The adjacent possible
The world is capable of any extraordinary change, but timing matters. This is similar to the “standing shoulders of giants” concept. For example, the invention of the spectacles in the XIII century enabled a number of other inventions like the telescope, the microscope, etc. And when Gutenberg invented the press and democratised the access to books, people realised they were farsighted and needed spectacles, which enabled mass market adoption for the product.
The point here is that the stories of isolated eureka moments that lead to big inventions are rarely true. The trick to having good ideas is not to sit in glorious isolation but rather about getting more parts on the table to work with. Building open networks that allow for information spillover have always been effective ways to spur innovation.
Chaos is a productive way to explore the adjacent possible. Industrialisation brought the view that processes, efficiency and order are qualities to strive for in business. The counterintuitive idea here is that disorder in fact allows for tinkering with new ideas, allow for information spillover and enable change.
The intersection between different disciplines
Hunches that don’t connect are doomed to stay hunches. The transition from a hunch to an idea takes time and without a way to materialise them they get lost to the more pressing needs of day-to-day issues. The tradition of maintaining a commonplace book, where ideas were written down in a non-structured format, helped spur innovation and new ideas in the XVII century.
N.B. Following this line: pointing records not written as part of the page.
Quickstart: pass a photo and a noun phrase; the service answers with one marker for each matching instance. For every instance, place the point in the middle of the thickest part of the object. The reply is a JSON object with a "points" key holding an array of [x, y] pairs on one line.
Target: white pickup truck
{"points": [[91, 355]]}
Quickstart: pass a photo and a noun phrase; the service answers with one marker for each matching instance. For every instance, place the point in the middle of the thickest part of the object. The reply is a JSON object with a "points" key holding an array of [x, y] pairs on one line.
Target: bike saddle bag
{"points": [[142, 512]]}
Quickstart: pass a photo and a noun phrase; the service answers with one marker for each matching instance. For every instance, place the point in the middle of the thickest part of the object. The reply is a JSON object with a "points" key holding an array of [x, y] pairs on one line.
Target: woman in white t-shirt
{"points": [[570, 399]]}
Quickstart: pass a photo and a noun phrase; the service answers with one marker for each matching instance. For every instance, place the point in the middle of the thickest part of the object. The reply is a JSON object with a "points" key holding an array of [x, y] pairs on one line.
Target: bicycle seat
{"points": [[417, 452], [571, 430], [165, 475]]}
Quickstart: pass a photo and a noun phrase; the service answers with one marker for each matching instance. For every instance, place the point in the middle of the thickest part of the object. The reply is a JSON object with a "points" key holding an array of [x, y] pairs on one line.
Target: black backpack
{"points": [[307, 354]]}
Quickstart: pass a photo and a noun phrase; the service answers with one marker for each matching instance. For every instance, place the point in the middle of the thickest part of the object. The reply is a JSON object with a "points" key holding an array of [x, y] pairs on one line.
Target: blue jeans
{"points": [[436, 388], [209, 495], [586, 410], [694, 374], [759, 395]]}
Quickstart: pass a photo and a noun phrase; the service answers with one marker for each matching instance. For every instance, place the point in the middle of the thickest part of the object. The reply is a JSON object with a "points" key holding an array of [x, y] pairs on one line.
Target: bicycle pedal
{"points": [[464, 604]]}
Browsing the stacks in a library is a good way to discover and connect with new ideas across different fields. The raise of the Web has helped serendipity by building a global distributed medium in which anyone can be a publisher. Conversely, hypertext has led to a decline in serendipitous discovery: we went from browsing to looking things up.
A shocking large number of transformative ideas can be attributed to contaminated laboratory experiments. For example, Fleming’s discovery of penicillin when mold infiltrated a culture of Staphylococcus. Good ideas are more likely to emerge in environments that contain noise and error. Innovation thrives on useful mistakes and get suffocated with the demands of quality control.